Sul prezzo dei carburanti la figura rimediata è atomica. Dal video della premier alla pompa e dalla promessa condivisa con Salvini di togliere tutte le accise, alla benzina che oggi costa due euro e rotti al litro con cancellazione perfino dello sconto istituito a suo tempo dal governo Draghi. Sull’alluvione in Romagna, infine, all’inadeguatezza della risposta a quella che è la più grave tragedia nazionale degli ultimi decenni si è affiancata una manovra politica dallo sgradevole sapore punitivo contro il governo di centrosinistra della Regione.

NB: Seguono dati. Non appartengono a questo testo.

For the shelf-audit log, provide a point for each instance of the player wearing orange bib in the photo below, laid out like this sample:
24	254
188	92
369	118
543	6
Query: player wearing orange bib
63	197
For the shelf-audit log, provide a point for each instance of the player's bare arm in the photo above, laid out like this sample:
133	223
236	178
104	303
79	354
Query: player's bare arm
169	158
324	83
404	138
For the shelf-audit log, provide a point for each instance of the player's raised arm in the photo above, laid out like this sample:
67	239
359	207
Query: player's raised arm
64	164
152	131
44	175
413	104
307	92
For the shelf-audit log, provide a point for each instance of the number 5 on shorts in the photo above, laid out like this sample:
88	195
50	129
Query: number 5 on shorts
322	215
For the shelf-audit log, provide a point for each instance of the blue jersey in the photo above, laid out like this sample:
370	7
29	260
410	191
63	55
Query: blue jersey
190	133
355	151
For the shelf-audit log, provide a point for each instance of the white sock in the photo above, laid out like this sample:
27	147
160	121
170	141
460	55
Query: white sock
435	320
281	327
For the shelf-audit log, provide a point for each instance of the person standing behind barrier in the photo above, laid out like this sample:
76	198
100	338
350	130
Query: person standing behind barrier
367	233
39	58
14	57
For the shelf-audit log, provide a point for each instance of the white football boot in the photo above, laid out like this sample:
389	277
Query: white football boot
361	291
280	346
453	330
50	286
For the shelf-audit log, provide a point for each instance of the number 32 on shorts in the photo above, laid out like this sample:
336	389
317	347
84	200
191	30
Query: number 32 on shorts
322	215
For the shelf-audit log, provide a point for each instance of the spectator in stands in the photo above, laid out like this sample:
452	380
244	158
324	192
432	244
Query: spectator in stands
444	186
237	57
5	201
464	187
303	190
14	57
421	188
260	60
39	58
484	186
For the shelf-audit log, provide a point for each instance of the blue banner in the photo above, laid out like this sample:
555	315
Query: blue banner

Prima il no a Bonaccini commissario, poi i “non siamo un bancomat” del ministro Musumeci e i “non ci fidiamo” del sottosegretario Bignami. Risultato: sono stati stanziati la metà dei fondi necessari (4,5 miliardi in tre anni a fronte di danni stimati in 8-9 miliardi), i comuni sono stati lasciati per mesi da soli ad affrontare l’emergenza, cittadini e imprese non hanno ancora visto un euro di ristoro e il commissario Figliuolo ha annunciato pochi giorni fa che solo dopo la metà di novembre saranno pronti i moduli per poter presentare le domande di rimborso. Una vicenda a dir poco vergognosa sulla pelle degli alluvionati.
Con il fondato sospetto che sia stata gestita ad arte per mettere in difficoltà le amministrazioni locali e preparare l’attacco all’Emilia-Romagna “rossa” alle prossime amministrative e regionali. Ma tra chi è finito sott’acqua, chi accoglie i migranti e chi fa il pieno di benzina non ci sono solo “i comunisti”. Ed è difficile pensare che chi tra questi ha votato la destra sia contento. Se poi la sinistra smetterà di stare su Marte e le opposizioni si ricorderanno di essere tali e come si fa, come qualche primo timido segnale lascia sperare, può anche darsi che non moriremo post-fascisti.